In certificate terms, we need to create keys and issue certs (signed by the internal WMF CA that we already trust) for the virtual service hostnames. Probably the first step there is to come up with a definitive list of which clusters need which service hostnames (e.g. should the same broad pool of mw* machines have a SAN cert that covers both appservers.svc and api.svc? etc).
There are two basic obvious approaches to configuring the TLS listener:
- We could deploy the puppetized tlsproxy nginx configuration (with slight ammendments) as an inbound TLS proxy that talks to apache. The advantage here is simplicity of a known-good solution in configuration terms. The downside is it adds another layer to the overall request-processing stack, which reduces uptime and complicates debugging, etc.

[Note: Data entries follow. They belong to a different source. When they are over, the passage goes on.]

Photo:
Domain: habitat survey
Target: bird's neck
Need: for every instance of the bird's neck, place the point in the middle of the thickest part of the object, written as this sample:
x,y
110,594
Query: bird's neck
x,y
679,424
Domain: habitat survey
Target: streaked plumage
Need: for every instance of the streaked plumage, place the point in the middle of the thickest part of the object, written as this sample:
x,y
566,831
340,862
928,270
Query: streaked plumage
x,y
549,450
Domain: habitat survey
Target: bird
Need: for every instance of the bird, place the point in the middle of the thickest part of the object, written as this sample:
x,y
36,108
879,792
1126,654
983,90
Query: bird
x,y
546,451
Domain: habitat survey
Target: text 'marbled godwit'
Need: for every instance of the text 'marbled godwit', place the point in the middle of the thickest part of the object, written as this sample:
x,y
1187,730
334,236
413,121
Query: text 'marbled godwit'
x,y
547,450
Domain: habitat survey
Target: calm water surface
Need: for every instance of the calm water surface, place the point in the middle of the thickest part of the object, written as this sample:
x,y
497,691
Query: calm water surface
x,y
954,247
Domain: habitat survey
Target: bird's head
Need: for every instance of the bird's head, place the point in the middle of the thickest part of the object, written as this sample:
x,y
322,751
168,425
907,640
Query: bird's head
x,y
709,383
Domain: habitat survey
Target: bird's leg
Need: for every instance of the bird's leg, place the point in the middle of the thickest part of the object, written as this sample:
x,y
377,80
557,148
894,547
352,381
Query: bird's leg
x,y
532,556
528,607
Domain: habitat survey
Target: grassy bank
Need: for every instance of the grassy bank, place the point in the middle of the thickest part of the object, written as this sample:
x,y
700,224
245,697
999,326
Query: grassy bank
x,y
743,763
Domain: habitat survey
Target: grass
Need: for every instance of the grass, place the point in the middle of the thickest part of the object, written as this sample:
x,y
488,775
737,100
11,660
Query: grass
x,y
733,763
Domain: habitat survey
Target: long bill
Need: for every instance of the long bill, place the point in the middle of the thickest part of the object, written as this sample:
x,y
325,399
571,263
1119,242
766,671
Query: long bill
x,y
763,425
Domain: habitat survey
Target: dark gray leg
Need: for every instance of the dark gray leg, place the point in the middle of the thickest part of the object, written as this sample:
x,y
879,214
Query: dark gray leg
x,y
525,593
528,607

- We could configure the TLS listening part in the appservers' current apache instance. This is much better in terms of runtime/debugging complexity, but I'm not yet sure how difficult it would be to implement in apache terms (having TLS with a cert matching the virtual service hostname, which applies to all of the (~70?) VirtualHost declarations in the current apache-level configuration.
Eventually we'll want to use TLS Client Auth with this as well, but we could do that as a second step after the initial one-way auth. Even without client auth, we're gaining significant resistance to passive snooping.